Should vizro support polars (or other dataframes besides pandas)?

antonymilne commented 10 months ago

Ty Petar, please consider supporting polars, I think it is necessary, given that the whole point of vizro is working with a dataframe in memory. Currently vizro cannot determine polars column names (detects them as [0,1,2,3,4...])

Originally posted by @vmisusu in https://github.com/mckinsey/vizro/issues/191#issuecomment-1845368168

I'm opening this issue to see whether other people have the same question so we can figure out what priority it should be. Just hit 👍 if it's something you'd like to see in vizro and feel free to leave and comments.
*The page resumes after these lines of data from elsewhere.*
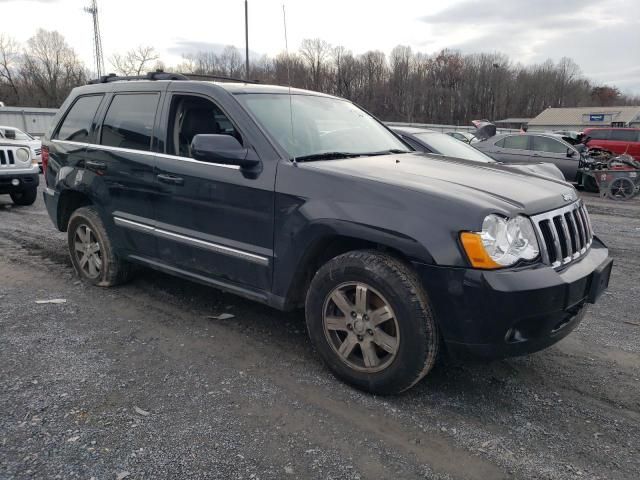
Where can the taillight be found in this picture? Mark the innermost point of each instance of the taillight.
(44, 154)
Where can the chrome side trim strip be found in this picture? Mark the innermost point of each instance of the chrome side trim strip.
(214, 247)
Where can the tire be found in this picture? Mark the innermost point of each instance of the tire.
(380, 290)
(25, 197)
(590, 184)
(88, 240)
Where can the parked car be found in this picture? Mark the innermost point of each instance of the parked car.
(18, 137)
(430, 141)
(298, 199)
(616, 140)
(465, 137)
(18, 173)
(533, 148)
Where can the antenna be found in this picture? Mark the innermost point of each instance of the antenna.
(286, 48)
(97, 40)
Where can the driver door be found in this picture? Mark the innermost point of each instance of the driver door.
(214, 221)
The current situation (25 January 2024) is:

vizro currently only supports pandas DataFrames, but supporting others like polars a great idea and something we did consider before. The main blocker previously was that plotly didn't support polars, but as of 5.15 it supports not just polars but actually any dataframe with a to_pandas method, and as of 5.16 it supports dataframes that follow the dataframe interchange protocol (which is now pip installable)
on vizro we could follow a similar sort of pattern to plotly's development[^1]. Ideally supporting the dataframe interchange protocol is the "right" way to do this, but we should work out exactly how much performance improvement polars users would actually get in practice to see what the value of this would be over a simple to_pandas call. The biggest changes we'd need to make would be to actions code like filtering functionality (FYI @petar-qb). I don't think it would be too hard, but it's certainly not a small task either

From @Coding-with-Adam:

Chad had a nice app that he built to compare between pandas and polars and show the difference when using Dash. https://dash-polars-pandas-docker.onrender.com/ (free tier) I also made a video him: https://youtu.be/_iebrqafOuM And here’s the article he wrote: Dash: Polars vs Pandas. An interactive battle between the… | by Chad Bell | Medium

FYI @astrojuanlu

[^1]: https://github.com/plotly/plotly.py/pull/4244 https://github.com/plotly/plotly.py/pull/4272/files https://github.com/plotly/plotly.py/pull/3901 https://github.com/plotly/plotly.py/issues/3637

datajoely commented 9 months ago

Maybe Ibis is a good fit here?

astrojuanlu commented 9 months ago

I only reacted with 🚀 to this, but to make my position more clear,

as of 5.15 it supports not just polars but actually any dataframe with a to_pandas method, and as of 5.16 it supports dataframes that follow the dataframe interchange protocol (https://github.com/data-apis/dataframe-api/issues/73)

this is awesome ⭐

but we should work out exactly how much performance improvement polars users would actually get in practice to see what the value of this would be over a simple to_pandas call.

I think it's more of a DX experience, not necessarily performance improvement. If folks are using Polars for whatever reason and then they have to do .to_pandas() to use Vizro, it feels a bit meh. If Vizro supports Polars natively, it's more pleasant.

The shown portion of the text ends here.